Quand il avait lieu le soir, c’était une sorte de fête, de détente, de retrouvaille. Le poids de la fatigue et de la chaleur de la journée ainsi que les rasades de vin frais, donnaient aux hommes de la bonne humeur et la joie d’être ensemble. Les langues se déliaient, le ton des voix montait. Tout le monde avait pris place autour de la grande table à laquelle on avait mis toutes les rallonges. Il y avait comme convives non seulement les hommes, les mécaniciens mais aussi les enfants. Les femmes assuraient le service, aidées souvent de quelques voisines. Il n’y avait pas de cérémonial, chacun avait gardé sa tenue de travail. La vaisselle était celle de tous les jours avec les assiettes calottes et les verres à moutarde. On avait quand même étalé la grande nappe. Le menu, solide et abondant, restait dans la tradition. Il y avait un certain code établi entre les maîtresses de maison. Il ne fallait pas faire ni plus ni moins que la voisine.
On commençait par une bonne soupe de pain de façon à faire un bon chabrot. C’est là que fusait la première rigolade : le gars qui se versait le vin dans son assiette tout en regardant son voisin et qui tout à coup s’écriait :  « Mon Dieu qu’ai-je fait !! ». L’assiette était débordante. Mais quand le vin est tiré, il faut le boire. Il est vrai que le chabrot est bien réconfortant. J’en ai gardé le souvenir et en continue la pratique.
Puis venaient les entrées : jambon, pâté, salade de tomates… Les plats circulaient de l’un à l’autre suivi du « chantel » de pain dont chacun se coupait une bonne tranche. Le tout était accompagné de bonnes rasades versées par le maître de la maison. On ne buvait pas beaucoup d’eau. Ensuite, arrivaient les rôtis : de veau, de bœuf ou de la volaille. Ils étaient accompagnés de haricots verts ou de haricots blancs frais.
Suivaient les fromages : la grosse tranche de Cantal et le quartier de Bleu d’Auvergne. La conversation montait, certains racontaient des galéjades. On incitait parfois Magne à aller chercher son accordéon. Après bien des prières, il se décidait parfois. Il fallait le voir, les yeux levés, cherchant l’inspiration et étirant son instrument. Il annonçait : « Celle-là elle est belle ! ». Et d’oreille il nous jouait quelques valses endiablées ou quelques bourrées. Rarement, on poussait la table pour danser.
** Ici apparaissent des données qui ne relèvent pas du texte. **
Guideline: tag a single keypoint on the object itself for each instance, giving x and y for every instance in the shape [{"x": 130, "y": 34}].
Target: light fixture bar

 Le dessert était généralement la grande tarte aux prunes. C’est là qu ‘on allait goûter le vin paillé de la dernière récolte. Il était encore dans le tonneau, il venait tout juste de se poser. Et chacun de comparer avec celui des autres années ou celui du voisin etc.
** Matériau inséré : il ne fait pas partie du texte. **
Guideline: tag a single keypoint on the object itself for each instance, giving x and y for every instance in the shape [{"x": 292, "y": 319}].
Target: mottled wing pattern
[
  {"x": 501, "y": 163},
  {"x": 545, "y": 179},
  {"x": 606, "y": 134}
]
Quelquefois, nous les enfants, nous déguisions ressortant les masques de Carnaval. Quelle joie quand les convives hésitaient à nous reconnaître !!
Puis venait le café, suivi de la « goutte », ce marc solide et parfumé, distillé à l’automne dernier. Cette bouteille de forme arrondie et ventrue qu’occupait une grosse poire. Elle posait une véritable énigme à nous, les enfants. Elle était entretenue par l’histoire selon laquelle on avait dévissé le goulot pour introduire le fruit à l’intérieur de la bouteille.
Peu à peu, l’heure avançant, quelques-uns se levaient pour partir. Car tous savaient que dès l’aube, le sifflet de la chaudière allait retentir et qu’il faudrait reprendre le battage chez le voisin.
Les mécaniciens dormaient sur place et bien qu’ils se couchent les derniers, on savait que le père Pinardel serait debout au petit jour pour faire chauffer la locomobile afin qu’elle soit sous pression à l’heure dite.